OMG!  Which is text-speak for Oh, my god!  I don’t text much but in this case this is certainly an OMG moment. I watch the south Lake Michigan weather buoy read-out almost every day during the fishing season. It’s only about 50 miles or so from the area I normally fish and when dealing with weather and weather patterns, 50 miles is hometown news.

So today, regardless that the Brother Nature is stowed safely away for the winter, the strong wind warnings, lake snow forecasts, etcetera, I clicked up the midlake buoy.  I’ve never seen anything like this!

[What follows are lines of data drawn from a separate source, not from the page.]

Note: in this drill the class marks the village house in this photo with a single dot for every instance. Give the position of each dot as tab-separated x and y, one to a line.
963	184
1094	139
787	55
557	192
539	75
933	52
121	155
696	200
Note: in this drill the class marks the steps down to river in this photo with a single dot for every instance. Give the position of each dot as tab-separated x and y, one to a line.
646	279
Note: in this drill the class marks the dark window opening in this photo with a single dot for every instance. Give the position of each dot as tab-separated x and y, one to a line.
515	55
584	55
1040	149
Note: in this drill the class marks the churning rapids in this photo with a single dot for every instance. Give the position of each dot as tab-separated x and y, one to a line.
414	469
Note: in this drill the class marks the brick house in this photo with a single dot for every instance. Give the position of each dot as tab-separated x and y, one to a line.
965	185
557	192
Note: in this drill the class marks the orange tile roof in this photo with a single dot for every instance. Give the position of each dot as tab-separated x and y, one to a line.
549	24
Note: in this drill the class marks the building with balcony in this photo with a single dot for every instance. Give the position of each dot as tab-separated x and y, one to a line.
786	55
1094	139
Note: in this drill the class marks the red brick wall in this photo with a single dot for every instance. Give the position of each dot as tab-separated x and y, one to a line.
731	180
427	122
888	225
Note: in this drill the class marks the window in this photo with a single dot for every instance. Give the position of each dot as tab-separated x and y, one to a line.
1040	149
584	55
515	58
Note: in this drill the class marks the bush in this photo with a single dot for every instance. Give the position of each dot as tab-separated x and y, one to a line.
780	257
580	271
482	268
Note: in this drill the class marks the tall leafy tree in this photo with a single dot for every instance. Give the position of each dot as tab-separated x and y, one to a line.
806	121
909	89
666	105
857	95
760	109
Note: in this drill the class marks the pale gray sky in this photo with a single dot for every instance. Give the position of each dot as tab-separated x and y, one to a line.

I’ve been out on the lake multiple dozens of times so I know what the wind and wave conditions were, first hand.  Then I’d compare it with the midlake buoy, “real-time” reports.  The wind conditions were usually spot on with my “guestimation” of how strong the winds were blowing.  The wave conditions never aligned.  I finally decided the buoy didn’t measure wave heights from the bottom of the trough to the peak of the wave, it was more like the buoy measured only from mean lake level to the peak of the waves.

There’s probably “scientific” reasons for doing it this way, but if you are out on the lake, expecting two-foot waves, as measured by the buoy, and are really in four foot waves, measured from trough to peak, that’s a big difference.

Lake Michigan must have looked like this! 
So looking at today’s weather buoy info (October 31, 2014) is pretty darned scarey. I’m glad I’m not out there.  The wind is blowing from the north at 38.9 Knots (44.7 miles per hour). Gusts are 50.5 knots. The buoy at Michigan City pegged a gust at 67 miles per hour.

More importantly, the wave heights measured by the buoy are 21.7 feet.  I’ve never been out there to decide if the measured waves to actual wave heights (2 foot vs. 4 foot) is similar when the buoy registers waves of double digit heights; but if it does, that means 40-plus foot waves blowing down the lake. I’m glad I’m not there!